Eventually, as the game’s server gets used to the mammoth amount of people playing at once, Pokémon trainers will also be able to battle each other anywhere – not only in Gyms. While this may eventually divert attention away from libraries, it will again offer councils the opportunity to lure players to points of interest, encourage greater integration between council services and public users, and use social media to invite players to self-hosted meet-ups that can ultimately help tear down barriers between councillors and their communities.

Encouraging public health

Another major focal point is the game’s healthcare potential. Because it is powered by Artificial Reality tech and GPS connectivity, the app effectively forces you to walk around in order to discover the Pokémon hiding in your locality. Some of its features also entirely rely on walking: you can incubate ‘Pokémon eggs’, for example, that require players to walk two, five or even 10 kilometres before the egg can hatch.

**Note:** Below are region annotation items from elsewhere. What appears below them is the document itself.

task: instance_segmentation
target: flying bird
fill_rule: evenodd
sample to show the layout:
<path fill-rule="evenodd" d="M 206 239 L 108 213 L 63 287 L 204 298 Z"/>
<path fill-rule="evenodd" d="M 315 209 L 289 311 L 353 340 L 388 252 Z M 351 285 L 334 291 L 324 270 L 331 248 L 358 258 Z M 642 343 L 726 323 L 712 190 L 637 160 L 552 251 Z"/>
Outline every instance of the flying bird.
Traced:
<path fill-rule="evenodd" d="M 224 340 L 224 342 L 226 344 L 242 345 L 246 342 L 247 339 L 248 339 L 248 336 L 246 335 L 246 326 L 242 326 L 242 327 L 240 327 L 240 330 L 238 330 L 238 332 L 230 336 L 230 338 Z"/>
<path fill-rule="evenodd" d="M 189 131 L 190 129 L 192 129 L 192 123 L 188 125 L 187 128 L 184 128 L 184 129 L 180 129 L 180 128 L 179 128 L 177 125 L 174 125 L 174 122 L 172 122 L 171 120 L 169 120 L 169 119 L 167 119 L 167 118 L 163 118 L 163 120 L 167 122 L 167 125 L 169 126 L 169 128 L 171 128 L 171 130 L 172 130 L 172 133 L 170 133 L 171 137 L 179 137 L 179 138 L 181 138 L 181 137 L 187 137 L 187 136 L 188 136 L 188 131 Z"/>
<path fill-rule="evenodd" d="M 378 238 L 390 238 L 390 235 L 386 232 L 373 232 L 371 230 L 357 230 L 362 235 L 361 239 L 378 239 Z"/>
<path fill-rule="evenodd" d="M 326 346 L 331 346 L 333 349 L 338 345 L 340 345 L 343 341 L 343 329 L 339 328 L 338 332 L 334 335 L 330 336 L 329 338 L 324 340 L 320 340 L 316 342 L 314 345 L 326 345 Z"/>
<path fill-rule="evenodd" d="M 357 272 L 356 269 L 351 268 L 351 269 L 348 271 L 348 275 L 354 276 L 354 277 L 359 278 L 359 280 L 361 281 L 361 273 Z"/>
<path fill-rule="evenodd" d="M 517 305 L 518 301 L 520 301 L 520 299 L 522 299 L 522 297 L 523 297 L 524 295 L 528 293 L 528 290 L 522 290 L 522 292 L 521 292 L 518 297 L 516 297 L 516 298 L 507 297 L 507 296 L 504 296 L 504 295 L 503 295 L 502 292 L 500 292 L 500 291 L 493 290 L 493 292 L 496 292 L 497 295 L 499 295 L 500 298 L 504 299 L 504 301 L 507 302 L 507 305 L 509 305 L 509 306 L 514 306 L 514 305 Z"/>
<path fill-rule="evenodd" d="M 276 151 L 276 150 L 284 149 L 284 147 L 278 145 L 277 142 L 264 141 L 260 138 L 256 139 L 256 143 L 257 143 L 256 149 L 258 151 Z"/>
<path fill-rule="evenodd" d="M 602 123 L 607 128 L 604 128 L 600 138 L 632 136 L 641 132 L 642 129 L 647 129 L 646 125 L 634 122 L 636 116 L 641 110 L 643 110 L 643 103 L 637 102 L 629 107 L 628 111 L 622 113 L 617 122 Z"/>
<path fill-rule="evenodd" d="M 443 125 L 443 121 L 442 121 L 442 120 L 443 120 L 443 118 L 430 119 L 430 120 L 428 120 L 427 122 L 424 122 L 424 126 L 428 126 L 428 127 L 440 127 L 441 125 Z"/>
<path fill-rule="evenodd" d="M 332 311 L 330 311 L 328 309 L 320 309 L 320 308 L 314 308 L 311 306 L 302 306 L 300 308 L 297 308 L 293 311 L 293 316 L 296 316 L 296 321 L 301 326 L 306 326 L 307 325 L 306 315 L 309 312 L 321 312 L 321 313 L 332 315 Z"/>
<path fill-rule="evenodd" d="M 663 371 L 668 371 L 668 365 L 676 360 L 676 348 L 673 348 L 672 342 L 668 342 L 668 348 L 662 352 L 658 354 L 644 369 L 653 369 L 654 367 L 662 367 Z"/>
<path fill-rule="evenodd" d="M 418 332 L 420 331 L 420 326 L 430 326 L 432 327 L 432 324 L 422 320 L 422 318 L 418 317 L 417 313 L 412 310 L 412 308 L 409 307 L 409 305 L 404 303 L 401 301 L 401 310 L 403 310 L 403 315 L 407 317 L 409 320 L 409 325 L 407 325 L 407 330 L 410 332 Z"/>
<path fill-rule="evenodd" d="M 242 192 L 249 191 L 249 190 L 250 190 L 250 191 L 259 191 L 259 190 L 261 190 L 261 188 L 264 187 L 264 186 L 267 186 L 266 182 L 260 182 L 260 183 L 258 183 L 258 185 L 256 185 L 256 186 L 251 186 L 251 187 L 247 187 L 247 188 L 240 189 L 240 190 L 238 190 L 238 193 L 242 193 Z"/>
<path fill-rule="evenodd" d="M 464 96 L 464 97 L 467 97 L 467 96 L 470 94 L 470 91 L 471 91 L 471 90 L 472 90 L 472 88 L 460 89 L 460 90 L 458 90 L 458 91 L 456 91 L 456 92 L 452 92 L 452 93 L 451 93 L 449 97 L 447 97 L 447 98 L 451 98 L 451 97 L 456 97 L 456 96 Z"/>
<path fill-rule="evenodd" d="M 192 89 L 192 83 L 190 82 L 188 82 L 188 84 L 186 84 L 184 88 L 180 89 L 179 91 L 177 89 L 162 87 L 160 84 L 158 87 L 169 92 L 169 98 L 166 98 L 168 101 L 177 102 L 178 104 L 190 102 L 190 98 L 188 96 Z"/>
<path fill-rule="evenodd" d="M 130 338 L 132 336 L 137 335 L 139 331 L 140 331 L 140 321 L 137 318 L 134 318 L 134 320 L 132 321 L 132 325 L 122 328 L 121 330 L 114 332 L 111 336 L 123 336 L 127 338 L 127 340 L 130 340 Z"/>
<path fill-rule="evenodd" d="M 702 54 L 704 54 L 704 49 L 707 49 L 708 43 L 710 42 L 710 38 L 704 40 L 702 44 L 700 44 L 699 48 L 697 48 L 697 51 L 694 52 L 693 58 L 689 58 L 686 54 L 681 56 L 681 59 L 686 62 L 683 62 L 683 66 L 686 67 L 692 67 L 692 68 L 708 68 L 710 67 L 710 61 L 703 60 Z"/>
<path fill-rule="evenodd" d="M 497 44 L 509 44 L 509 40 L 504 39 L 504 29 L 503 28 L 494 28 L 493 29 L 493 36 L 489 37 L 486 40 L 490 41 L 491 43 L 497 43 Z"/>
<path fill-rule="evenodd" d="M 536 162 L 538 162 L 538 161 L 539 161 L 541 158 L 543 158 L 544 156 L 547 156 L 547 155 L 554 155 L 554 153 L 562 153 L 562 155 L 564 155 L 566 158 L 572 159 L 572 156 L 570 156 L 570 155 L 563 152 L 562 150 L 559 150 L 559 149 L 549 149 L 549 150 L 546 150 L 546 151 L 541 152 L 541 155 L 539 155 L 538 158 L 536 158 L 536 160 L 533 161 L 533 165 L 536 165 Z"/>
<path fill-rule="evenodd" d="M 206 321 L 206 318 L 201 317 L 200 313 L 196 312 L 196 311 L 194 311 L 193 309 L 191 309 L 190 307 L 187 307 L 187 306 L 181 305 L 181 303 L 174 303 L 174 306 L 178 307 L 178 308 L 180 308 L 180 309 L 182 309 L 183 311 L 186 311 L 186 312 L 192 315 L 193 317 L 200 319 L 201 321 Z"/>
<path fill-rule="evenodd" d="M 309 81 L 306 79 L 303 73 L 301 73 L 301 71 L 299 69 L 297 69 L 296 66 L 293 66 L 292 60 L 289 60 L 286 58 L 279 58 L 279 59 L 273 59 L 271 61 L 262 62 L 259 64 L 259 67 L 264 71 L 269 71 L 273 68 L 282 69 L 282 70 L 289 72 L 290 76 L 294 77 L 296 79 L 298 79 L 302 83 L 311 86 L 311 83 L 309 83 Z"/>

This is effectively the holy grail of public health. What many local authorities have been trying to do for years with countless health initiatives to get people walking, Pokémon Go has achieved in one fell swoop. Children, teenagers and even adults who play the game are forced to leave the house, walk through parks, hunt for rivers and lakes to find ‘Water-type’ Pokémon, and tread new ground to discover new types of monsters they haven’t already collected. It comes as no surprise that so many local businesses and public locations have begun reporting increased amounts of ‘foot traffic’ already.

This in itself represents a great step forward to public health as a whole, with many people engaging in outside activity they wouldn’t have done otherwise. Staying fit – and walking the NHS-recommended 10,000 steps a day – has finally become fun.

But how can councils capitalise even further on this? An easy solution is hosting meet-ups, hikes or trails through the city – think art circuits, but with virtual monsters instead. Local authorities can also stimulate communities to get together at the weekend and go searching for Pokémon together, offering badges and social media buzz as rewards; they can partner with charities to raise money for public health causes during Pokémon-hunting events; they can host public competitions or weight loss-based Pokémon races; engage school children in outdoor activities; and even make Pokémon-based mental health campaigns that highlight the benefits of exercise and social interaction to issues like depression and anxiety.

The new game craze might not be a panacea to childhood obesity or prevention initiatives, but don’t let its benefits pass you by – once the initial discomfort with what seems like a Zombie-struck mass of young people attached to their phones quiets down, make sure to start making the most of what the revolutionary game has to offer.